Dr Boyce Watkins
I just saw an article in which Senator John McCain recently wanted to pardon Jack Johnson, the first black heavyweight champ in American history. His actions confuse me, as McCain was one of the last holdouts on the Martin Luther King holiday a few years ago. Also, McCain would not like Jack Johnson if he were alive today, for his spirit of defiance of America’s 400 year commitment to racism is similar to the one that scholars such as myself carry today. In other words, we are his ideological grandchildren, and John McCain doesn’t like people like me.

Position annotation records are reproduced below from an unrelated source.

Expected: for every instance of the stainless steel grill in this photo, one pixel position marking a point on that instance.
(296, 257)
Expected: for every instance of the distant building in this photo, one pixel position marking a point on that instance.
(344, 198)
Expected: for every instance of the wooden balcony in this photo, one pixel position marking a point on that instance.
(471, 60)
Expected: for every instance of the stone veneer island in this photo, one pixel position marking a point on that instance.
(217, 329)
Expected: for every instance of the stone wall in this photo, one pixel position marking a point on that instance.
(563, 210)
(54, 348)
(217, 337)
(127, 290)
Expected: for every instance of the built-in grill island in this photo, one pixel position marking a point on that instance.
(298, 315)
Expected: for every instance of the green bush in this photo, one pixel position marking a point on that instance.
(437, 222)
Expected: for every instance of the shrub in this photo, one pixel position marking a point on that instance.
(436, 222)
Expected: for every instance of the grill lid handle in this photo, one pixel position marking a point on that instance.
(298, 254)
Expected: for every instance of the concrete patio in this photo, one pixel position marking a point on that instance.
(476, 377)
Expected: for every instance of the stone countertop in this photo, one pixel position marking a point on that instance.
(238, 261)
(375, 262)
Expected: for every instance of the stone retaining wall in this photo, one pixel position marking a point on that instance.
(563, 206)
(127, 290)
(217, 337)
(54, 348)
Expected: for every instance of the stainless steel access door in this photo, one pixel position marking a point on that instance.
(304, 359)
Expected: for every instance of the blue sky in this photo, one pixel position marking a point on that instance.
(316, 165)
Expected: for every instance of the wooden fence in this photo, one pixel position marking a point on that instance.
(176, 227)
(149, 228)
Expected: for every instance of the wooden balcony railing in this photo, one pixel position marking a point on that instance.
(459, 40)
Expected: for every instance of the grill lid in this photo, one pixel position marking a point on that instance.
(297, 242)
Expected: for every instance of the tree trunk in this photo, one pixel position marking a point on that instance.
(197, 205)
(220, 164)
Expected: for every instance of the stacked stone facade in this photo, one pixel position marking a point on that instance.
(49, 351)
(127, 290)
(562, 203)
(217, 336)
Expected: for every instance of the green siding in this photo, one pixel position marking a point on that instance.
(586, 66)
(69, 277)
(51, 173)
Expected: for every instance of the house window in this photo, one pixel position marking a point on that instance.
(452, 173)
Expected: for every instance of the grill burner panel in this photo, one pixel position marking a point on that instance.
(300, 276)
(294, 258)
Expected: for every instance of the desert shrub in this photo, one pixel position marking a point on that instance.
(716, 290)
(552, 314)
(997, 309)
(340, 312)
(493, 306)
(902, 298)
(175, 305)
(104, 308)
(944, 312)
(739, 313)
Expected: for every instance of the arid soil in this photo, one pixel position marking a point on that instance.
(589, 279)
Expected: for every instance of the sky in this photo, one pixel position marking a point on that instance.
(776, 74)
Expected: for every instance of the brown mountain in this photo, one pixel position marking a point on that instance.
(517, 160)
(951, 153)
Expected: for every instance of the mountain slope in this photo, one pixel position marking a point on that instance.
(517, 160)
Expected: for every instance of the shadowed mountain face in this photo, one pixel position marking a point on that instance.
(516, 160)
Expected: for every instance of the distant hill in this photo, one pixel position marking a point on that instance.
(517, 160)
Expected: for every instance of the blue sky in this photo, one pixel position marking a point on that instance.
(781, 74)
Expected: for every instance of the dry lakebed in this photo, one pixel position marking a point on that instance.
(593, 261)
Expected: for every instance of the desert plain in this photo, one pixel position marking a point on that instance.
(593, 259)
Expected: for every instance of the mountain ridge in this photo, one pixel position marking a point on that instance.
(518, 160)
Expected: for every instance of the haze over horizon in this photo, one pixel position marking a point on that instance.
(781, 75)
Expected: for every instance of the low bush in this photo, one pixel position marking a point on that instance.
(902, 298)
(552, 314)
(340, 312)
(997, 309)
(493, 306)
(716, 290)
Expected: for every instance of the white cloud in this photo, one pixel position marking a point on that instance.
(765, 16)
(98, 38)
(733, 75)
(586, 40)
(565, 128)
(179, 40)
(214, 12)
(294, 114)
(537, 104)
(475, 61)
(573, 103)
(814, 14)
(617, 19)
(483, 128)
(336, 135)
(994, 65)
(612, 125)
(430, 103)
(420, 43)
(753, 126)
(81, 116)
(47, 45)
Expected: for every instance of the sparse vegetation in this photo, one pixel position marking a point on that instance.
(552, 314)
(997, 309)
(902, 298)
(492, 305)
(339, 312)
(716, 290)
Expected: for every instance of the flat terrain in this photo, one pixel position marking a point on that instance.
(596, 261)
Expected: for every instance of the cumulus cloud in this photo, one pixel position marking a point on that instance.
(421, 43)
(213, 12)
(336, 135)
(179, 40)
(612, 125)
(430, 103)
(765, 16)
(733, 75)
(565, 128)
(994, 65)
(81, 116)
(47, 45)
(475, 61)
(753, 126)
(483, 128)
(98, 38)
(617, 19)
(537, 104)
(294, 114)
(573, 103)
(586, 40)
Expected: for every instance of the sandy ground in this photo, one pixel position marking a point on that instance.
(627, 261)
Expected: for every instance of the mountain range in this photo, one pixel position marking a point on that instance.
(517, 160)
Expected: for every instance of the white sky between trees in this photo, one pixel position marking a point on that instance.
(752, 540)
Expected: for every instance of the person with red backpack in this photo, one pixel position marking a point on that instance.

I find men like McCain to be even more perplexing because they are the first to get in line to support symbolic gestures, such as pardoning a man who was convicted nearly 100 years ago, but are happy to endorse tougher sentencing laws and more prisons which incarcerate hundreds of thousands of Black men today. It has been statistically proven that, beyond any doubt, Black males are more likely to be incarcerated for the same crimes, less likely to have adequate counsel and more likely to receive longer sentences for these crimes. Now, we are in an era in which American corporations own stock in prisons and have a profit motive for excess incarceration, which is incredibly dangerous. What’s worse, millions of families are destroyed by the justice system endorsed by John McCain, with these men finding insurmountable institutional hurdles to their re-entry into society.
I grow weary of those who chastise Black men for speaking out against racism, yet show up to sit in the front row of every Martin Luther King Day function. There are even those in my own university who once hated Jim Brown and love him 30 years later. All the while, they hate Boyce Watkins without realizing that he and Jim Brown come from the same tradition. Such reactions show that history only repeats itself and that some Americans are quick to follow the lead created by their forefathers.
Perhaps dead Black men are the ones McCain is willing to pardon first, since they cause him the least trouble. But the truth is that rather than hating us while we’re alive and honoring us in death, you’d be better off showing enough vision and open-mindedness to respect our point of view in the first place. That is supposed to be what America is all about.
Rest in peace Jack Johnson. I gave you a pardon long ago.